A Copa do Brasil se renovou substancialmente em 2013. Os prêmios ao campeão continuam os mesmos, a taça e a vaga na Copa Libertadores do próximo ano. De qualquer forma, não dá para negar que a inclusão dos clubes que disputaram a competição continental aumenta de maneira significativa as expectativas. Os choques entre camisas pesadas aumentam e tornam ainda mais memorável a possível conquista do torneio.

A prova disso está no próprio chaveamento das oitavas de final. Botafogo x Atlético Mineiro, Cruzeiro x Flamengo e Santos x Grêmio protagonizam os principais confrontos desta fase. São três duelos entre os tradicionais ‘12 grandes’, um número já significativo quando comparado com as últimas edições do torneio.

Como cruzeirenses ou flamenguistas necessariamente cruzarão com botafoguenses  ou atleticanos nas quartas de final, o certame contará com pelo menos quatro encontros dos 12 grandes. É o segundo maior número desde 2001, quando os times da Libertadores passaram a ficar de fora da Copa do Brasil. No intervalo até o ano passado, quando o regulamento foi utilizado, a média de partidas envolvendo os principais clubes cariocas, gaúchos, mineiros e paulista foi de 2,42 por edição.

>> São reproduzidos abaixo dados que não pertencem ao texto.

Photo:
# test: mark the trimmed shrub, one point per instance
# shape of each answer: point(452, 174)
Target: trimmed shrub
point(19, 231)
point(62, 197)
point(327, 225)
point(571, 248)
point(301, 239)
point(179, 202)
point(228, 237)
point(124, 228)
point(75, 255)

E quatro é o número mínimo de confrontos entre os 12 grandes na Copa do Brasil de 2013. Se Corinthians, Internacional, Palmeiras, Fluminense e Vasco fizerem valer suas forças, o total de duelos sobe para dez, recorde na história da competição. A quantidade igualaria o torneio de 2000, quando os times da Libertadores entraram nas oitavas de final. Naquele ano, as quartas de final contaram apenas com os grandes. Além do mais, até 1995, cada estado tinha no máximo dois representantes, limitando a presença dos grandes.

As classificações de Goiás e Atlético Paranaense, bem possíveis, ou mesmo vitórias surpreendentes de Nacional, Luverdense e Salgueiro, que pintam como zebras, não tiram a graça da competição. Se acontecerem, podem muito bem premiar quem foi melhor no chaveamento. O fato é que, contando com as equipes da Libertadores, a Copa do Brasil finalmente passa a ter na briga pelo título os melhores elencos do país.

Reforçada, a copa aumenta seu nível, passa atrair um interesse maior dos clubes e, consequentemente, também eleva seu potencial comercial. Uma mudança tão simples e que traz benefícios a todas as partes envolvidas. Já serve de lição ao futebol brasileiro que um pouco de organização não faz mal a ninguém – e poderia ensinar que um calendário melhor pensado, com reformulações nas datas dos estaduais, também ajudaria bastante.